In one, players searched for dolphins while learning the basics of navigation and observing “weather, water temperature, currents and so on.” Students “were inevitably very excited, totally engaged.”
The second piece of software, created by Marge Cappo, was stunning. She captured everyday phenomena like a child pedaling a bike down the road, and then, with the software, made it possible for the student to highlight the motions of the bicycle wheels in such a way that the abstract motion of the wheel as it moved traced classic curves on the screen that corresponded to the algebraic formulas that described these motions. It enabled the student to actually ‘see’ the abstractions of mathematics and connect those abstractions to the formulas that described them.
Tucker thought it would revolutionize the teaching of geometry and algebra.

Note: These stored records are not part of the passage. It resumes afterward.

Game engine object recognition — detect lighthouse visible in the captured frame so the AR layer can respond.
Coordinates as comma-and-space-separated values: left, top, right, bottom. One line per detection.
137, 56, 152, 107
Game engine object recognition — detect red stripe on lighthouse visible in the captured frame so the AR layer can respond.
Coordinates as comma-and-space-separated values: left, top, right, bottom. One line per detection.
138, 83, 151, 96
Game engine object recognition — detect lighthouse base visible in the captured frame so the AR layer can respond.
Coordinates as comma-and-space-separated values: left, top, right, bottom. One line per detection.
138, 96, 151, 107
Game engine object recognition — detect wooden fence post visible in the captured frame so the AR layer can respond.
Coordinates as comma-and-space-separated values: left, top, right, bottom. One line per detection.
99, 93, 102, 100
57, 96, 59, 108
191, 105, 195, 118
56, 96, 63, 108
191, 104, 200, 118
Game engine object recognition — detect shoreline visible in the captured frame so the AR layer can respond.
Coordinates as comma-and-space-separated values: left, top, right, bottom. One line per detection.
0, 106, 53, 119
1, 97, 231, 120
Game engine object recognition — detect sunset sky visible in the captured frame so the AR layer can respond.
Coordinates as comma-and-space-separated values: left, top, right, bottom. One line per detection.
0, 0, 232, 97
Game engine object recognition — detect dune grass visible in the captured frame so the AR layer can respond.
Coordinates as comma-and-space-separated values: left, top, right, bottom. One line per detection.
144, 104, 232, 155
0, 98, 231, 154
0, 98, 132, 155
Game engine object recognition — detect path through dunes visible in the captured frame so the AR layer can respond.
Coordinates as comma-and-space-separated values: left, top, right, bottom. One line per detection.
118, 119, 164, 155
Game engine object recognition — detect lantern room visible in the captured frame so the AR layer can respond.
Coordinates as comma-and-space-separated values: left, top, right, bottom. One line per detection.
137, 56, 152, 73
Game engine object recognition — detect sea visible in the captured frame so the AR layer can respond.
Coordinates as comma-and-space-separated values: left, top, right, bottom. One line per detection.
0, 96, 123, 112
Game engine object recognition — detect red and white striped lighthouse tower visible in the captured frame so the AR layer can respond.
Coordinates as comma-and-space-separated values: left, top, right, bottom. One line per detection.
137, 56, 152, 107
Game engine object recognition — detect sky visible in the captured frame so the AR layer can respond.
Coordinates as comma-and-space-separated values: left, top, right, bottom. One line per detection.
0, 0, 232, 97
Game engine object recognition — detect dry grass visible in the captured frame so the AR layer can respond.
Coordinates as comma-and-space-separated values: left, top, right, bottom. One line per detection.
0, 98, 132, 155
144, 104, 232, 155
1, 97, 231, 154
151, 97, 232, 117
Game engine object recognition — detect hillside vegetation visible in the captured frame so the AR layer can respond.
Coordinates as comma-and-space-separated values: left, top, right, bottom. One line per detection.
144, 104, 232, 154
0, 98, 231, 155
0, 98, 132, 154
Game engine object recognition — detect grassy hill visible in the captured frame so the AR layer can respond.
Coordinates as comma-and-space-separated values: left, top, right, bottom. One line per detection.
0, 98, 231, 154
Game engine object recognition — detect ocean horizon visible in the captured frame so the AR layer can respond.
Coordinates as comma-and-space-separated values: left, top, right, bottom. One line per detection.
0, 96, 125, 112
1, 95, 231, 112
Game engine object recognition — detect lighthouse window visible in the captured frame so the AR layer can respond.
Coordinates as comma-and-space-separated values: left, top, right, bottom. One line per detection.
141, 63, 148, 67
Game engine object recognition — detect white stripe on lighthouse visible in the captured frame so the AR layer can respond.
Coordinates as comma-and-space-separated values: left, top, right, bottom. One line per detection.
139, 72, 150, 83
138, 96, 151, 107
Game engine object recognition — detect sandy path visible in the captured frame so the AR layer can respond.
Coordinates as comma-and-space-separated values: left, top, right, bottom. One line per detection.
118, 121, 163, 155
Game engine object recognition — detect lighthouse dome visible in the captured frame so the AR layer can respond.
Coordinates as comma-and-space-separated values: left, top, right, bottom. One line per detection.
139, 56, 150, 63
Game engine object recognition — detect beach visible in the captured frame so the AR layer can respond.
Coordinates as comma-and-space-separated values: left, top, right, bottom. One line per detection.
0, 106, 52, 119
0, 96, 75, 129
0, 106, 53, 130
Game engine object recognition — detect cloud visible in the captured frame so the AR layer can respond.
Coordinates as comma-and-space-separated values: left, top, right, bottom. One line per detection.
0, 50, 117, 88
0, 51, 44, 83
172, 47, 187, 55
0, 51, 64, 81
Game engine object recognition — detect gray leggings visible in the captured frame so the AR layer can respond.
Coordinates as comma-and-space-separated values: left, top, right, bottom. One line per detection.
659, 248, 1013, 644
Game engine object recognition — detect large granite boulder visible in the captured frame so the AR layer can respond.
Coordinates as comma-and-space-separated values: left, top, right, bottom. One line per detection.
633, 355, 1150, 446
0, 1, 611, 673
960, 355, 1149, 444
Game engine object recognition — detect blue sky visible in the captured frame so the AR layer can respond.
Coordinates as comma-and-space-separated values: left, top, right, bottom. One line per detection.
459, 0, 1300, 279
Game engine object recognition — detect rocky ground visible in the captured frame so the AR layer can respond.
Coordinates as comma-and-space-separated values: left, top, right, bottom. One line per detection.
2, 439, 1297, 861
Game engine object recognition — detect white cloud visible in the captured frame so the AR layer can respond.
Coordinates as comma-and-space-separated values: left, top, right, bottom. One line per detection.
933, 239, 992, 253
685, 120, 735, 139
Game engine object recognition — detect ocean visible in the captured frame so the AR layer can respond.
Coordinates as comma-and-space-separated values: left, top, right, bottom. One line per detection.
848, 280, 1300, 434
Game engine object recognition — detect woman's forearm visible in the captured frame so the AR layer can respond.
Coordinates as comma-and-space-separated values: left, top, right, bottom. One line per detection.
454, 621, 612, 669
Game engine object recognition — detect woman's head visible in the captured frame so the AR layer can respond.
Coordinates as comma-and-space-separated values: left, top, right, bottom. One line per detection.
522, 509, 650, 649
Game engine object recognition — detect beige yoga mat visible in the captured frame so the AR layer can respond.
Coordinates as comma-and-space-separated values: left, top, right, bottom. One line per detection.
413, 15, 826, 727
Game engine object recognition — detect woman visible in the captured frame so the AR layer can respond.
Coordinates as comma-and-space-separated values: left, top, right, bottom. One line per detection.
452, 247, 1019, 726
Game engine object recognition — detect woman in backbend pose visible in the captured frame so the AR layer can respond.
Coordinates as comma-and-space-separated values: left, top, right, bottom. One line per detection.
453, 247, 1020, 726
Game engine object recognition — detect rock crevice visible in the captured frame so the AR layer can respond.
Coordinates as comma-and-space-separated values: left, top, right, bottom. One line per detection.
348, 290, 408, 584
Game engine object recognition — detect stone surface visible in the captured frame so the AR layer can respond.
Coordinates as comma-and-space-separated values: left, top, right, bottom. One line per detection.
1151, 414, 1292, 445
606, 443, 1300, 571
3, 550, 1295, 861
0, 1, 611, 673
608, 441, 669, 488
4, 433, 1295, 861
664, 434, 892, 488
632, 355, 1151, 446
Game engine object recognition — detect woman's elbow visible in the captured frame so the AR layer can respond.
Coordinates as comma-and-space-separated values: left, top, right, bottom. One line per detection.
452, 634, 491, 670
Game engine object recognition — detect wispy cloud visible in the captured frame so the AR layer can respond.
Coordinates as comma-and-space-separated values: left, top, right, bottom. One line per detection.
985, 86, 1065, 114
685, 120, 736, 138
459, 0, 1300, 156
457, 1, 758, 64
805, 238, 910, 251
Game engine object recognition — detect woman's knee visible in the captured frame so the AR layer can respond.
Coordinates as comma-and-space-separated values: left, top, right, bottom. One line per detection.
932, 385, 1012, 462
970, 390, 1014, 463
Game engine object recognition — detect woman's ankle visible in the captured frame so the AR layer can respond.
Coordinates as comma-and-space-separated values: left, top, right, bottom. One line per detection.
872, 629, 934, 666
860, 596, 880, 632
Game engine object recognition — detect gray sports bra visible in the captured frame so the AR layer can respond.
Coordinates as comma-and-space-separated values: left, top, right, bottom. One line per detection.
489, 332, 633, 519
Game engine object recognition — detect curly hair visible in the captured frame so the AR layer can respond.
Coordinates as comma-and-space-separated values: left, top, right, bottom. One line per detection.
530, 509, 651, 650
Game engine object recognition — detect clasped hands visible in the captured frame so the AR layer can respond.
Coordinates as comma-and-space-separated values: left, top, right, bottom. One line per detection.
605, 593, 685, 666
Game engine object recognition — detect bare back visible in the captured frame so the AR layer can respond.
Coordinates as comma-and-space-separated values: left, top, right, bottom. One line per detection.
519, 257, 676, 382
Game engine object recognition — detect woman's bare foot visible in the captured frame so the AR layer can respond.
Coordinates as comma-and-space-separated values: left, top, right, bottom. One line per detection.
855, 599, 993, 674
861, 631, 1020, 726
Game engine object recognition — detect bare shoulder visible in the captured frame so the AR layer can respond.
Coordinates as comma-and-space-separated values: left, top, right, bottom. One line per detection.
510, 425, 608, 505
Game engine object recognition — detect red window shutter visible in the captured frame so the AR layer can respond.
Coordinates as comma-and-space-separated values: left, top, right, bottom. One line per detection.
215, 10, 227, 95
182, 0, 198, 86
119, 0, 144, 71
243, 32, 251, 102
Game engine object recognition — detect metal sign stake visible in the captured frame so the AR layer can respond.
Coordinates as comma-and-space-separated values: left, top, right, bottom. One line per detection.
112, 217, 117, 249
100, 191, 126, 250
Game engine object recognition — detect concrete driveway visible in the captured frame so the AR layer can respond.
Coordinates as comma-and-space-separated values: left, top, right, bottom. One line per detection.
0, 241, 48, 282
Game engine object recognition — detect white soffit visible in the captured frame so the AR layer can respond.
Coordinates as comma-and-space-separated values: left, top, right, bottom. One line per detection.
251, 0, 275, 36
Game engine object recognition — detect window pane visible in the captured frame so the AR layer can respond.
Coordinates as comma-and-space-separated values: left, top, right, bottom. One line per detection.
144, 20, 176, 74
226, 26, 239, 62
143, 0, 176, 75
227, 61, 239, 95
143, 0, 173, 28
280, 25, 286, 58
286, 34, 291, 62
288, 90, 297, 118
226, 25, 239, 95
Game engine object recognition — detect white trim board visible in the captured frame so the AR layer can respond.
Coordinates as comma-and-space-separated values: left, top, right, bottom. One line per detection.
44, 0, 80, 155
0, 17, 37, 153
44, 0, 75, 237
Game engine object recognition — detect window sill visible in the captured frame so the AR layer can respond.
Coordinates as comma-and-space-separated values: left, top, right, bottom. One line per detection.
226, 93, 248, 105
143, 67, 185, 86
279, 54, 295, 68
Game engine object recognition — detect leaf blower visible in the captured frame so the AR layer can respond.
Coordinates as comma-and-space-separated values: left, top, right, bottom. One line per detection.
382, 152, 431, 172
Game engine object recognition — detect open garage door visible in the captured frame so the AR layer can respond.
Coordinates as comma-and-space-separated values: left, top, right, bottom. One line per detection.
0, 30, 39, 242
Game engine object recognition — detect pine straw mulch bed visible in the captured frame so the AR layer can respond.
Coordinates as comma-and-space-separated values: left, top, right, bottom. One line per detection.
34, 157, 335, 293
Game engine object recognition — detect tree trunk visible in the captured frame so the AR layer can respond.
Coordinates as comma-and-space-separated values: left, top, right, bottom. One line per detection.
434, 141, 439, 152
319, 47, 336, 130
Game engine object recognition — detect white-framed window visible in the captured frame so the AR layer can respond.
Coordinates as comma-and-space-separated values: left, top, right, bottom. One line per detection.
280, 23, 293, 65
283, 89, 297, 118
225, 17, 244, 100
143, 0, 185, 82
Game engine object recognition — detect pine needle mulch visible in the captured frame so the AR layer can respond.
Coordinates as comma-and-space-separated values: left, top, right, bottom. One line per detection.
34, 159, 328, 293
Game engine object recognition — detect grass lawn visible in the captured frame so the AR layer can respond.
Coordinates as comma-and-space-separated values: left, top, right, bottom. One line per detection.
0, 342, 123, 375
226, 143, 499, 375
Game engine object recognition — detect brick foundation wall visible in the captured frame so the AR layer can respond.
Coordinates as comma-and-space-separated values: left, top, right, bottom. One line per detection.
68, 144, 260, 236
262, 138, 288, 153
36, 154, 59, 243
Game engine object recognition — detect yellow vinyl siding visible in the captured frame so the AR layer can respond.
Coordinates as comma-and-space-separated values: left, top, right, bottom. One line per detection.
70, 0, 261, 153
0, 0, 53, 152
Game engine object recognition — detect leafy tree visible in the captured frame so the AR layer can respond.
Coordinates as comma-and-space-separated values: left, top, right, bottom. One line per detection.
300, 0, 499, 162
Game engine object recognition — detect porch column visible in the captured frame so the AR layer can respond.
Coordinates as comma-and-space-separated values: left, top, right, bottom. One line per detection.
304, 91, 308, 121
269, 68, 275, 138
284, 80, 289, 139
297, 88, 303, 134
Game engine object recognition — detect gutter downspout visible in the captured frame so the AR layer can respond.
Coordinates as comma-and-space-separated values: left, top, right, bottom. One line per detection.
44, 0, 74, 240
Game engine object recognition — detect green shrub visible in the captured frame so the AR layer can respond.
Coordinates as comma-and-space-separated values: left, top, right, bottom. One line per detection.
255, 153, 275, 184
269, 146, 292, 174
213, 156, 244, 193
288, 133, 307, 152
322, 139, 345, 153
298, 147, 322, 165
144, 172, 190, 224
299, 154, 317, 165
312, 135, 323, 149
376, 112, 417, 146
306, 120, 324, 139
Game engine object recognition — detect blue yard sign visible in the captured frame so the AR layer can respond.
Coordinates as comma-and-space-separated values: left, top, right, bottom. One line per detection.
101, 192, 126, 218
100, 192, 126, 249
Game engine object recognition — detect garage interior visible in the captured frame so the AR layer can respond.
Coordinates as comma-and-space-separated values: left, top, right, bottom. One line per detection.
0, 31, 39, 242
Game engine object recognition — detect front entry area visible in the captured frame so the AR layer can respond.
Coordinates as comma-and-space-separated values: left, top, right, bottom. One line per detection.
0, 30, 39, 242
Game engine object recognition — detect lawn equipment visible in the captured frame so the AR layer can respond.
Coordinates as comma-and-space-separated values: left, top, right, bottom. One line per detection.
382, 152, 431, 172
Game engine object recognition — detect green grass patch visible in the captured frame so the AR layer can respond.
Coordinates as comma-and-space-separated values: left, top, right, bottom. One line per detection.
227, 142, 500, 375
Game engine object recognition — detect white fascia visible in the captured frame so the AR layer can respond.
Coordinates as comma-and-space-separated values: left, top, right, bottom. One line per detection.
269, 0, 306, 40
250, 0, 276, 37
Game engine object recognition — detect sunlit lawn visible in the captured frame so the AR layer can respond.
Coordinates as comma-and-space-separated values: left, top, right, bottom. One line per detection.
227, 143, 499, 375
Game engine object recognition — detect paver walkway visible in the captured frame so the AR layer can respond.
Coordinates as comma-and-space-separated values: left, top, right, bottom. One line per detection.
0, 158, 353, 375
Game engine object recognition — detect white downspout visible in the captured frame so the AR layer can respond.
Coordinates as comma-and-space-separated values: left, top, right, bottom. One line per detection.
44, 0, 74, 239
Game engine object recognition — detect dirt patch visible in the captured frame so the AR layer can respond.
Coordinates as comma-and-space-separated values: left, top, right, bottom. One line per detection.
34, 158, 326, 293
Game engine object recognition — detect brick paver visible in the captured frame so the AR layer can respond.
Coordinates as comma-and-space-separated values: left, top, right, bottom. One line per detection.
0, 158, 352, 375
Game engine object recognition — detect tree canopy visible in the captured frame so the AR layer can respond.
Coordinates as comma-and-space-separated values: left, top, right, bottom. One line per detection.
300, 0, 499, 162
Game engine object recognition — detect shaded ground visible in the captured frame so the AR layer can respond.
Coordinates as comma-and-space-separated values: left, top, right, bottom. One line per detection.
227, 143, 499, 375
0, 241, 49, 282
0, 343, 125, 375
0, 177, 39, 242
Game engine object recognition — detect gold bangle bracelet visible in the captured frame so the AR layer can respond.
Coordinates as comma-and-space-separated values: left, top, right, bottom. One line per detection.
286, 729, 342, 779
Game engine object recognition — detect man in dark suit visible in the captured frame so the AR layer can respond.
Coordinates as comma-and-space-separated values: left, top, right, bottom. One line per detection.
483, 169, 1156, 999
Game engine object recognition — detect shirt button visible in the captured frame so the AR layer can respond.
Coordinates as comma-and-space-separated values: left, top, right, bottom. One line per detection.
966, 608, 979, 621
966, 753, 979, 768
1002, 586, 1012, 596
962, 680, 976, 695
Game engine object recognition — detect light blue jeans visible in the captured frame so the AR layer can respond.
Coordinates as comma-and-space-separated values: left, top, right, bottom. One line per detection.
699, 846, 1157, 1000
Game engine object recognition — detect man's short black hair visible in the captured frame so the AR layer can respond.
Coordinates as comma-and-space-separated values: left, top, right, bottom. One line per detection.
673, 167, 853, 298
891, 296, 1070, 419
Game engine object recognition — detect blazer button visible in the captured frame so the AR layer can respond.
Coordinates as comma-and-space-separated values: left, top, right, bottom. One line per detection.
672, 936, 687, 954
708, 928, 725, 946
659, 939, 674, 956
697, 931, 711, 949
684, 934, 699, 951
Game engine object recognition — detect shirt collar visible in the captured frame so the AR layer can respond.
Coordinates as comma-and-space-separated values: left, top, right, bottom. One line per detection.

The third program simulated “the dynamics of the systems that function in every city — from the subway system to the bus system to the water distribution system to the sewer system and so on.” Students could “change the variables and see what would happen.”
What happened? Not much.
Dolphins, navigation and ocean currents aren’t in the curriculum, teachers told him. They’re not on the tests.
Beyond that, most primary and middle-school teachers “know very little about the curves described by a point on the bicycle wheel or the uses to which knowledge about such things can be put.,” writes Tucker. “How many elementary school teachers know anything about coastwise navigation or systems for distributing electricity or the crucial role that feedback plays in the control of such systems or the role that designed systems play in virtually every aspect of modern life?”
Instructional technology will not improve learning without large investments in teaching teachers “about the doors that the technology can open,” he writes.